Alors que l’Orchestre Symphonique de la Monnaie au grand complet est déjà rassemblé sur le plateau de la grande salle Henry Le Bœuf du Palais des Beaux-Arts et qu’on n’attend plus que l’arrivée du chef d’orchestre, arrive sur la scène Peter de Caluwe, tout de noir vêtu et visiblement ému, qui annonce dans un discours sobre et touchant le décès survenu la veille à Pékin de Pierre Audi. C’est à juste titre qu’il rend hommage au metteur en scène franco-libanais avec qui il travailla 16 ans au Nederlandse Opera d’Amsterdam et qui signa ensuite pas moins de 7 spectacles durant les près de 20 ans de mandat de Peter de Caluwe à la tête de La Monnaie, dont un miraculeux sauvetage in extremis de Siegfried et du Crépuscule des dieux, menant ainsi à bien un Ring en déshérence après la défection de Romeo Castellucci.

Après ce moment d’émotion, Alain Altinoglu prend place au podium pour conduire sa formation dans cette œuvre-monde démesurée qu'est la Troisième Symphonie de Mahler. Et dès l’entrée solennelle des huit cors dans le premier mouvement plus long qu’aucune symphonie de Mozart, on est pris par l’intensité et le mystère de la musique et cet art qu’a le chef de maintenir sans cesse la tension sans jamais écraser le discours musical.
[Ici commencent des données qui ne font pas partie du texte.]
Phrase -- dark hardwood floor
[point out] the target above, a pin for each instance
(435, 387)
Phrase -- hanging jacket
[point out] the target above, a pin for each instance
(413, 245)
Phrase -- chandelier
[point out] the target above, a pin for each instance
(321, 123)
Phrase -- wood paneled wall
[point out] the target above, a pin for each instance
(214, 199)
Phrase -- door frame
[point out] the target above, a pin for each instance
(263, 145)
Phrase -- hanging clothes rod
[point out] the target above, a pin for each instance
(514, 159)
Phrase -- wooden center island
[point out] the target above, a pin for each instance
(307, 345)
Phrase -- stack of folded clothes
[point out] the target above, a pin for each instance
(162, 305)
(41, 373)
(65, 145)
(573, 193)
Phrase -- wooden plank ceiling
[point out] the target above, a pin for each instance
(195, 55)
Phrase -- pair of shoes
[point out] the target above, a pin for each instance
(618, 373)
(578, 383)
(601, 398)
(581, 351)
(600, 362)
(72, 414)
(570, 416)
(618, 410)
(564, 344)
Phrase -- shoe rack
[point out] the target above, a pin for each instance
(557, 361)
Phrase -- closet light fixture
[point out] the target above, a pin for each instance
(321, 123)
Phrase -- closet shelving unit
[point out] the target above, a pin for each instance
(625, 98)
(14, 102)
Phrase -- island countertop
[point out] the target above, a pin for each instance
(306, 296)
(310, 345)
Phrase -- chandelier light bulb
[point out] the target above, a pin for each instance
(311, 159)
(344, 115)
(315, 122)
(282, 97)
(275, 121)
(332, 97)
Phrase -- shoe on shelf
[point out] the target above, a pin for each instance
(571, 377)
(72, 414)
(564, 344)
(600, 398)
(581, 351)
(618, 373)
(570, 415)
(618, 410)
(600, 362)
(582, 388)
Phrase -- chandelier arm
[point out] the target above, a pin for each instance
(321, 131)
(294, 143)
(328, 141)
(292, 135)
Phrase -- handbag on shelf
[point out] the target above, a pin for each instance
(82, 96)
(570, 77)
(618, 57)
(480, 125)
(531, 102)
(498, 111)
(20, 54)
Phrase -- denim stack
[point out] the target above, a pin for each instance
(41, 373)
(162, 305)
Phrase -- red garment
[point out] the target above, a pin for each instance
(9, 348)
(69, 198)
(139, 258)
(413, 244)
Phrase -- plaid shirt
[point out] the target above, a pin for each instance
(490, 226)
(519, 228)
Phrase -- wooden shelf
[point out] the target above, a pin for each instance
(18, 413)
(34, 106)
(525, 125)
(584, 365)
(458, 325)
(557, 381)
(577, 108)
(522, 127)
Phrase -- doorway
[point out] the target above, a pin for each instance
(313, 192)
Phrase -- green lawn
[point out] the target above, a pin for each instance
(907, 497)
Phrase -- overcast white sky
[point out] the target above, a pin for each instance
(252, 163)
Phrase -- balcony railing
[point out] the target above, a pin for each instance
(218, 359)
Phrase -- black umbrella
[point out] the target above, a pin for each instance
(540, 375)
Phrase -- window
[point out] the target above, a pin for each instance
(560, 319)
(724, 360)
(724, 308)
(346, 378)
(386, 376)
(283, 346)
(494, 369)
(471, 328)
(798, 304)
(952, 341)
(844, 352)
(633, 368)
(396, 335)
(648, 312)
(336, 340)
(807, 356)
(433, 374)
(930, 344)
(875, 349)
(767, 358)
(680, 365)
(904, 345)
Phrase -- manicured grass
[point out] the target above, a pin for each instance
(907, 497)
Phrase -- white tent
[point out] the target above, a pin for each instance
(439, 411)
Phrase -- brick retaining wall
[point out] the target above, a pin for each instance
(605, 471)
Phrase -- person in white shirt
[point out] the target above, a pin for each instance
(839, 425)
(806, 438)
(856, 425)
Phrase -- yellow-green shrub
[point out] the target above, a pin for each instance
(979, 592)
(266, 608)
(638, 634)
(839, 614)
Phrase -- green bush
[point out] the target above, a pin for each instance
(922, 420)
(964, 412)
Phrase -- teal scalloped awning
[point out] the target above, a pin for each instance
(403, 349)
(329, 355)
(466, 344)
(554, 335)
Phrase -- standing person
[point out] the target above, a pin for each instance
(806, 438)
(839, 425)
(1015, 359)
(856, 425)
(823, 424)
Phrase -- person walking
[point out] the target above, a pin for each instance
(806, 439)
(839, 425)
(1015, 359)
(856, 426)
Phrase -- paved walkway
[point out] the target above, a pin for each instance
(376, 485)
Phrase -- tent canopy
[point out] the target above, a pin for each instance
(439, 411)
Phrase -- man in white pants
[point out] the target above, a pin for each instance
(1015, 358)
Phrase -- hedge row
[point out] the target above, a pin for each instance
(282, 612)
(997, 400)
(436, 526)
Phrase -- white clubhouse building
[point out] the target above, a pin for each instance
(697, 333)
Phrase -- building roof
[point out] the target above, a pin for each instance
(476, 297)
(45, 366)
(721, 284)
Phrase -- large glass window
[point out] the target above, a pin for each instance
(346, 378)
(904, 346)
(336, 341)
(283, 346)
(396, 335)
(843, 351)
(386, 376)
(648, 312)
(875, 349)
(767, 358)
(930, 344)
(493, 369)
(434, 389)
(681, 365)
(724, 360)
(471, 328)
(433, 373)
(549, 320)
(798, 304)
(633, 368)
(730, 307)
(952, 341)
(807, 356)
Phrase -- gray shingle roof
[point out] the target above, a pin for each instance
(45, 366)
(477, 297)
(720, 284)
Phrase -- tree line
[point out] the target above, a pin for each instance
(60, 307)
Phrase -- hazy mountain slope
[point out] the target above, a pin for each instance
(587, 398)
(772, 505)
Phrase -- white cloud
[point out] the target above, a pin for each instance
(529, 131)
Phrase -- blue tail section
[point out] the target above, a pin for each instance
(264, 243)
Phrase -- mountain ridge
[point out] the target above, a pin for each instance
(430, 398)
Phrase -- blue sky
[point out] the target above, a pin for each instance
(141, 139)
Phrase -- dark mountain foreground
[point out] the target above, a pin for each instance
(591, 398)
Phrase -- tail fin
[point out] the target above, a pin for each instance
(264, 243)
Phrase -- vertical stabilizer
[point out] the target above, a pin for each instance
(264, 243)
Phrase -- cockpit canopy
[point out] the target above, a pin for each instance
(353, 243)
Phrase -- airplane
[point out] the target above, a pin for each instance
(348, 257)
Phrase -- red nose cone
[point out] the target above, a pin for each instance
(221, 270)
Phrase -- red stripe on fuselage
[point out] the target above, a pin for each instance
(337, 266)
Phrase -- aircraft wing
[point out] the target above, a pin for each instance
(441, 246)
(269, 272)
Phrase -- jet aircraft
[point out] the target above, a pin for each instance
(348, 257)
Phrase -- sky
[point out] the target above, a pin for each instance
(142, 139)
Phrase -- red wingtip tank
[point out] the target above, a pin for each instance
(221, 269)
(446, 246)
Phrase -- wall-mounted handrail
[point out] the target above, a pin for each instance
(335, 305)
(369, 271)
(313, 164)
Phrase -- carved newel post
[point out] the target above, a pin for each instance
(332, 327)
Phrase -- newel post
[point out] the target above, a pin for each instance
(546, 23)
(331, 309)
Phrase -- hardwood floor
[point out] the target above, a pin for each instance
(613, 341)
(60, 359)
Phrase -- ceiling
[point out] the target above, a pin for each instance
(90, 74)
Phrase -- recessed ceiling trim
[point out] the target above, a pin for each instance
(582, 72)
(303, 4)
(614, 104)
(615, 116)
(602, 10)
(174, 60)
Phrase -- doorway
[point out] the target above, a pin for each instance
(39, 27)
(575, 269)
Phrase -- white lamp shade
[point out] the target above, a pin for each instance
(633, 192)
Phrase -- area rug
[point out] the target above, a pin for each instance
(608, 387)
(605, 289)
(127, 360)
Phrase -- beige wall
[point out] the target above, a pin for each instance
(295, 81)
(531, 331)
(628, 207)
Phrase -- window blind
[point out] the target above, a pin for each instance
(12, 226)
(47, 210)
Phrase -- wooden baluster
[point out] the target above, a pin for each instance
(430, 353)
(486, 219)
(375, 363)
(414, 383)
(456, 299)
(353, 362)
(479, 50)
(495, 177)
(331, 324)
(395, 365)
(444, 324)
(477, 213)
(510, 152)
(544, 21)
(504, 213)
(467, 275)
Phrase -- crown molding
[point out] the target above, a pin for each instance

Pouvant compter sur un orchestre d’une tenue exceptionnelle à tous les pupitres (cordes souples et disciplinées, cuivres assurés et nobles, bois plein de caractère, percussions mordantes), c’est peu dire qu’Altinoglu a la mesure de cette musique. Tout au long de cette œuvre hors du commun, il guide avec une idéale sûreté ses musiciens. Le chef donne de cette immense ode à la nature, à la vie même, une interprétation remarquablement équilibrée et invariablement juste dans cette façon de laisser parler la musique sans jamais vouloir indûment se mettre en valeur.
Sans se départir à aucun moment d’un parfait naturel et d’une stupéfiante aisance dans cette musique faite de collages et d'inattendues ruptures de ton, Alain Altinoglu réussit à garantir l’unité d’un discours qui est toujours au risque du morcellement. Après ce fabuleux premier mouvement, on n’est guère étonné d’entendre le public justement ébahi applaudir.
La deuxième partie de la symphonie s’ouvre sur un menuet où Mahler semble par moments se souvenir de Haydn, avec ces cordes charmeuses et ces bois joliment rustiques – bravo au hautbois délicieusement impertinent de Luk Nielandt, et à la clarinette exquisement volubile de Lydia Rossignol ! Heureusement, le chef évite de souligner le trait dans l’innocence comme dans l’ironie. Et tout chante à tout moment, à commencer par les fines interventions de la Konzertmeisterin Saténik Khourdoïan.
Saluons également les solos de Rudy Moercant, qui interprète depuis les coulisses l'exigeant solo de cor de postillon du troisième mouvement avec beaucoup de poésie et d’aplomb, et de la sensible et frémissante Nora Gubisch dans le poignant quatrième mouvement, ce lied sur un profond texte de Nietzsche qui invite à saisir, plus que la souffrance du monde, sa joie « qui désire l’éternité ». Le mouvement suivant apporte un bienvenu moment de détente et de fraîcheur avec l’intervention d’un angélique chœur d’enfants, avant que le chœur de femmes et la soliste n'adoptent un ton plus sérieux quand le texte évoque un Saint-Pierre confessant ses péchés à un Christ tout de bonté.
Mais le plus beau moment de cette interprétation est sans conteste le finale. Les cordes d’une belle profondeur introduisent admirablement ce mouvement avant d’être rejointes par un splendide pupitre de cors puis par la petite harmonie. On sait gré au chef d’atteindre ici à une profondeur sans emphase où l’émotion n’est pas greffée sur la musique mais en émane naturellement, avant que l’œuvre ne se termine sur une apothéose : c’est le cosmos même qui nous happe alors que la sérénité si chèrement acquise est rythmée par les interventions altières des deux timbaliers. Après ces près de cent minutes de musique, on ne peut que se dire que, oui, la beauté peut être de ce monde.